23 November 2010
Justice won't come easy for the victims of Maguindanao massacre as long as warlordism and violations of human rights remain rampant in this country, according to labor group Partido ng Manggagawa (PM). The group joined the November 23 Movement in today’s commemoration of the Maguindanao massacre held in Mendiola.
PM Secretary General Judy Ann Miranda said the culture of impunity attached to warlordism is reinforced further by the government's weak adherence to human rights, or worse by its complicity to the crime as shown in the Maguindanao case.

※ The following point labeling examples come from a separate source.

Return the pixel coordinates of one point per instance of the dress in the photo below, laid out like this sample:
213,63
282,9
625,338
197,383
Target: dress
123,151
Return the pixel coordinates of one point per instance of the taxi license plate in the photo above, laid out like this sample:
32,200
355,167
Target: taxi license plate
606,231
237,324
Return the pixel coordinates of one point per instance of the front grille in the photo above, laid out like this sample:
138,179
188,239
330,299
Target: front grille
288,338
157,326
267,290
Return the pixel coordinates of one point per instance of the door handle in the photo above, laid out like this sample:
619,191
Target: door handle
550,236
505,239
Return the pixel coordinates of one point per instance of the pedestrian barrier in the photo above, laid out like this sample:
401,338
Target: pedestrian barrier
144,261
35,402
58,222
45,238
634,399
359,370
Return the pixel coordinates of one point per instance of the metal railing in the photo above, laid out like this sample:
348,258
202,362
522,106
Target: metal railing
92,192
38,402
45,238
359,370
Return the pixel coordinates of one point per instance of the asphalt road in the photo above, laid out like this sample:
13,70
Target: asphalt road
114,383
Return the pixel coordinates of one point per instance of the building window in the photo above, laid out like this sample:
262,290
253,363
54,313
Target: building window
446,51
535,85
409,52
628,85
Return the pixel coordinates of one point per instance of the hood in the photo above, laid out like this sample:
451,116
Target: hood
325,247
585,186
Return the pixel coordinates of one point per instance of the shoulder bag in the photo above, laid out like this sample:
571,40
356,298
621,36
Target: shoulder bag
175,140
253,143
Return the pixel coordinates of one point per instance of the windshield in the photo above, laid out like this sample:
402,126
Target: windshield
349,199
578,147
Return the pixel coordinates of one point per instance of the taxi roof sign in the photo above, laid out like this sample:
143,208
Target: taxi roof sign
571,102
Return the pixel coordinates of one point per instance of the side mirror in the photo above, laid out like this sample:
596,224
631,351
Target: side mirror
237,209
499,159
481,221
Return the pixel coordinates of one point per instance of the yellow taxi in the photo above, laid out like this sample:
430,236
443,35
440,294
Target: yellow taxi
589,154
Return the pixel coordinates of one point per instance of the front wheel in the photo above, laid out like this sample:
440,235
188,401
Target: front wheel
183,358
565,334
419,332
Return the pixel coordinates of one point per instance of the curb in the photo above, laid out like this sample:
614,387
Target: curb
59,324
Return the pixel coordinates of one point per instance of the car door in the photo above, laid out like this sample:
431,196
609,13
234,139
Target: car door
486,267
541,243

"The long and protracted prosecution of the main suspects in the massacre is no doubt painful for the victims with the expected delay in the rendering of justice. But the most agonizing part of it as far as the whole nation is concerned is when we see the apparent failure of the government to curb the warlordism common in many places, notwithstanding the fact that human rights are continuously being violated in our country," said Miranda.
The labor group pointed out that as long as private armed groups identified with known warlords and politicians all over the country are not neutralized then the sacrifice of the lives of 58 victims, many of them journalists, was for nothing.
"The best that the Aquino government can do on this case is to ensure the victims that justice would come soon and the country feel the guarantee that human rights are well protected under this administration," added Miranda.
State sanctioned labor rights violation, the group said, is a vivid example of how culture of impunity is reinforced.
"A backhoe was used to bury the victims of the Maguindanao massacre while a Baldozer was utilized in the massacre of regular jobs at PAL. If the government tolerates contractualization as a valid management prerogative, then employers are further emboldened to use the scheme to exploit workers as shown in the case of PAL and many other companies," concluded Miranda.